PASADENA, Md. (AP) — A miniature Australian shepherd dashes down a long yellow tunnel, up and down a steep plank and through a plastic tire swing, his owner cheering him on the whole time.

It's just a typical practice session at the Pawzazz dog agility team headquarters in Pasadena, where canines of all shapes and sizes, colors and breeds learn to navigate a maze of obstacles in preparation for competitions.

The team is part of the Kinder Pup obedience school started by Terry Wright and Debbie Hutchinson in 1988. Hutchinson, the main agility instructor, said dog owners usually bring their pets in for obedience training, see the dogs leaping through the obstacles and are intrigued.

"They get addicted," Wright said.

Twenty-seven dogs — and their masters — on Pawzazz trained most of September for the 2009 North American Dog Agility Council championships in Shelbyville, Tenn. Dogs from all over the continent competed Sept. 23-27 as judges score them in categories including speed and accuracy.

Cody, the Australian shepherd, is deaf, making his fancy paw work all the more impressive, said his owner, Leanne Lohmeyer of Kent Island.

He's the first deaf canine to go through agility training at Kinder Pup, and he has exceeded all expectations.

Lohmeyer, who also has a cockapoo in Pawzazz, boasts that Cody has won at least 40 titles at agility competitions and has made it to the "elite" category, the highest ranking in the sport. Most of the canines in Pawzazz are elites, Wright said.

"As long as he's looking at me the whole time, he can do it," Lohmeyer said.

Hutchinson and Wright have trained him just the same as all the other dogs.

"We never made excuses. We just figured out different ways to do (the obstacles)," Lohmeyer said.

A typical course includes about eight different obstacles, each testing different forms of agility. There are seesaws, tunnels, planks, hoops and the weave poles, a line of skinny metal poles that the dogs dart in and out of as they run through the course.

Hutchinson said there's no one way to train a dog in agility, though most canines can master the skills in eight to 12 weeks.

"Each dog that comes here is an individual, and there's no cookie-cutter model that says this is the way it has to be done," she said.

Lisa Krizan of Odenton has brought seven dogs to Kinder Pup over the last 19 years.

"I like seeing the light bulb go off in the dog's mind when they learn something new," Krizan said. "And there's so much wisdom from Terry and Debbie about how dogs behave."

Wright has more than 40 years of experience with obedience training.

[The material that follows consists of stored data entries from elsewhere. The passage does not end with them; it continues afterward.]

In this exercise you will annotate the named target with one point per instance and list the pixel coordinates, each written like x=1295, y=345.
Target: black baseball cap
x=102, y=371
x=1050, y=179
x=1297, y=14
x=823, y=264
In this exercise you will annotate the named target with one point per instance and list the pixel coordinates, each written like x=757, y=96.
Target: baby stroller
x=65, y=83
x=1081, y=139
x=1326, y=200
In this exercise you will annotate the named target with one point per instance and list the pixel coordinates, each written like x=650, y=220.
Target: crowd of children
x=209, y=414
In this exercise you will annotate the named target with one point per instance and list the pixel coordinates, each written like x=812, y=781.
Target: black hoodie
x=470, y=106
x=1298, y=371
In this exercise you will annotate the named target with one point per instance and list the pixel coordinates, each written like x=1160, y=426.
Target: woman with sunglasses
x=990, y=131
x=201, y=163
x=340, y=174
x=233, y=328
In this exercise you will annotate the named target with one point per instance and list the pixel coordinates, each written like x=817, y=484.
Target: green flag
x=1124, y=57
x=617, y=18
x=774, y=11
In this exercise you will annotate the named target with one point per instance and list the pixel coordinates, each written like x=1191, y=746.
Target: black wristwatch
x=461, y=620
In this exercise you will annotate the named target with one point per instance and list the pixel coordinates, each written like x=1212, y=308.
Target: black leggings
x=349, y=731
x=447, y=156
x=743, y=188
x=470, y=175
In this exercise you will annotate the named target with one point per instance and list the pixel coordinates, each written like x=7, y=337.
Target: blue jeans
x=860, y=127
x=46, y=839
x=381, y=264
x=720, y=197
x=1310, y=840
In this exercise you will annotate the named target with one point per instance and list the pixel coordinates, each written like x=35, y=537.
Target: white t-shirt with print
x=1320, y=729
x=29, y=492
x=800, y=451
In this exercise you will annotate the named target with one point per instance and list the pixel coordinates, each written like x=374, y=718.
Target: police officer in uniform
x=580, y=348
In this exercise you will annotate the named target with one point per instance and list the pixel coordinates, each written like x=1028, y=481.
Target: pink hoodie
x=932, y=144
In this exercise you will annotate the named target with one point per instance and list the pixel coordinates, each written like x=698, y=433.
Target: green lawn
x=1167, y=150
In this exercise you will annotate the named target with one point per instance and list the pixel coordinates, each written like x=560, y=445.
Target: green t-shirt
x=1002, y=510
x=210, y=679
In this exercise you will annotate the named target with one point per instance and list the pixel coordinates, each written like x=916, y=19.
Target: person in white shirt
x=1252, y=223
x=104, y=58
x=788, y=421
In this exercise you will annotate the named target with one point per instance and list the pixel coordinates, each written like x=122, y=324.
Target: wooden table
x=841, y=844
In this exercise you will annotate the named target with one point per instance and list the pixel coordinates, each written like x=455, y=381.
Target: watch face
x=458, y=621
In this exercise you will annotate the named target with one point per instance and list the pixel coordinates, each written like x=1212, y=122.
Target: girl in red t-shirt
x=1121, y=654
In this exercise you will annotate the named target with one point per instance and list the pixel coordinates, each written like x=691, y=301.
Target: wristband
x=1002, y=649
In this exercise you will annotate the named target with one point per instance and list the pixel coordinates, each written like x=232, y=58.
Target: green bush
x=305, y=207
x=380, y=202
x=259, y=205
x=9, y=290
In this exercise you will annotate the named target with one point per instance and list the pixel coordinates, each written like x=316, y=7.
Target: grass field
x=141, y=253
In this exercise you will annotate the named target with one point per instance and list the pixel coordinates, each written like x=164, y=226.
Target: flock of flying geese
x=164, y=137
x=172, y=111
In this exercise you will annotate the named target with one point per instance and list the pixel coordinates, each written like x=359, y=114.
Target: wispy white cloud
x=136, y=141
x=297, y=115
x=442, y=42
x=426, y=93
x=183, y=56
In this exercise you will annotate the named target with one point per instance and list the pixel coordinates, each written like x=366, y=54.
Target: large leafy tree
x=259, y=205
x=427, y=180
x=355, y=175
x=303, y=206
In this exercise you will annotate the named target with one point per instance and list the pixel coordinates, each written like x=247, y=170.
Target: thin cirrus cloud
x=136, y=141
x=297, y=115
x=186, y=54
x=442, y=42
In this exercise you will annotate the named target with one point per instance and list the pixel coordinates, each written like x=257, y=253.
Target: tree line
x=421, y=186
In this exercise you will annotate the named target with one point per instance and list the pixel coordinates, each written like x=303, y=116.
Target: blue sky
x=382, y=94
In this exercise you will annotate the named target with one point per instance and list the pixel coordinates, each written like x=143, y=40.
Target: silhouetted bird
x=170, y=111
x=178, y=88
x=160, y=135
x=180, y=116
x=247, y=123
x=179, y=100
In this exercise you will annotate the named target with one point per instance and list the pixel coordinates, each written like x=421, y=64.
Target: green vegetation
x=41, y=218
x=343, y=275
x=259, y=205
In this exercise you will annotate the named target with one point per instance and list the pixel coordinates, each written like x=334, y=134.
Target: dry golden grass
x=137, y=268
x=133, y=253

She got into the field after she adopted an abused dog and brought him to a trainer.

"He was impressed with the work that I had already done, and offered me an apprenticeship," Wright said.

But her involvement in agility training came much later, after she and Hutchinson founded Kinder Pup on a sprawling plot of land off Baltimore-Annapolis Boulevard.

Hutchinson was teaching an obedience class in the early 1990s when she met Kim Duff, a trainer from England who suggested that Hutchinson begin offering agility classes.

"She said, 'I think you guys would really like this,' and she taught the first class," Hutchinson said. "She taught here for three years."

In the early days, there were about eight dogs on Pawzazz. Now there are about 60 canines on the team, though not all compete. Their handlers come from as far away as Frederick and Northern Virginia.

"It's the people. We're like a family," Patty Kimball said. The Laurel woman has brought her dogs to Kinder Pup for 17 years, and her daughter now also is part of Pawzazz.

Yes, the dogs compete against each other, but it's a friendly kind of competition, Kimball said.

"We support each other," she said.

Wright said it's important to note that all the Pawzazz dogs are, above all else, beloved pets. The competitive part is secondary.

"The owners got into because it was something their dogs would like to do," Wright said.

Longtime Pawzazz member and agility judge Jean Wilkins of Elkridge seconded that.

"You watch them running, and you know they're having a ball," Wilkins said.